比嘉愛未(以降、比嘉):原作では、医療現場の様子が忠実に描かれています。漫画なので読みやすくて、気づいたら知識が頭に入ってくる感じがしました。

板谷由夏(以降、板谷):手術シーンを読んでいると、自分が現場にいるような気がしちゃうよね。

比嘉:そうなんです!

板谷:そのくらいの気持ちになっちゃう。読み応えがある原作でしたね。なので普段よりも読む時間かからない?

比嘉:最初は専門用語に慣れなくて、頭が疲れちゃいました。でも、読んでいくうちにどんどん慣れてきて。

板谷:できそう?

比嘉:手術ができそうな気になってくるんですよね。それほど、のめり込める作品だなって思います。

――原作とドラマの脚本は、若干違うところがあると伺いましたが。

板谷:オリジナルの要素があるよね。

比嘉:北川(弘美)さんが演じる看護師さんとか。

板谷:ベースは変わらず、命(みこと)のまっすぐな感じとかも、彼がすごい腕を持っているのも変わらない。でも、生きている人間が演じるものなので、変わっていくものじゃないですかね?

比嘉:原作ファンの皆さんには、生身の人間が演じる「最上の命医」をまた別ものとして楽しんでくれたらなと思います。

――なるほど。原作を読んでいない方はもちろん、読んでいる方でも楽しめる。

板谷:そうですね。

――制作発表では、出演者の仲のいい雰囲気が伝わってきたのですが、実際、現場の雰囲気はいかがですか?

比嘉:楽しいですね。

板谷:実は、私はまだ一緒のシーンの撮影はあまり無いんですよね。

比嘉:陣内(孝則)さんと泉谷(しげる)さんの絡みは無くって、でもあの空気感って不思議ですよね。

――うんうん。

比嘉:これから、皆さんとの絡みが出てくるんですけど。

板谷:でも、手術している4人がすごくチームワークができていて。もう何回手術シーンの撮影があった?

比嘉:3回くらい撮り終わっていますね。

板谷:もう、雰囲気よくなるよね。

比嘉:よくなりますよー。まる一日かけて、リハーサルもしていて、濃いですから。自然と相手も分かってくるし、自分も分かってもらえるし。

板谷:たった一カ月しか一緒にいない感じしないでしょ?

比嘉:しないです。

板谷:そんな感じしますよね。途中から参加したけど、なんかいい感じの雰囲気が出来上がっていて。

――他の現場と比べてどうですか?

比嘉:もっと時間がかかりますよね。

板谷:最初の一カ月で、ここまでチームワークできているっていうのは、あまりないんじゃないですか?
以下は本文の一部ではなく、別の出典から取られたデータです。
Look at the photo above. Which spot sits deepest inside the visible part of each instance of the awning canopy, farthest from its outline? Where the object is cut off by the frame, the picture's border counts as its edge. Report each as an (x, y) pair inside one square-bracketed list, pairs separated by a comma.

比嘉:それは、最初の方に手術シーンがあったからだと思います。過酷な状況を乗り越えたら、グッと仲良くなるのと一緒で。

――これから板谷さんも。

板谷:そうですね。

――手術シーンに向けて練習はしていますか?

板谷:まだDVDを見ただけで、私はこれからもっと頑張らなきゃいけないと思っているんですけど。何が難しい?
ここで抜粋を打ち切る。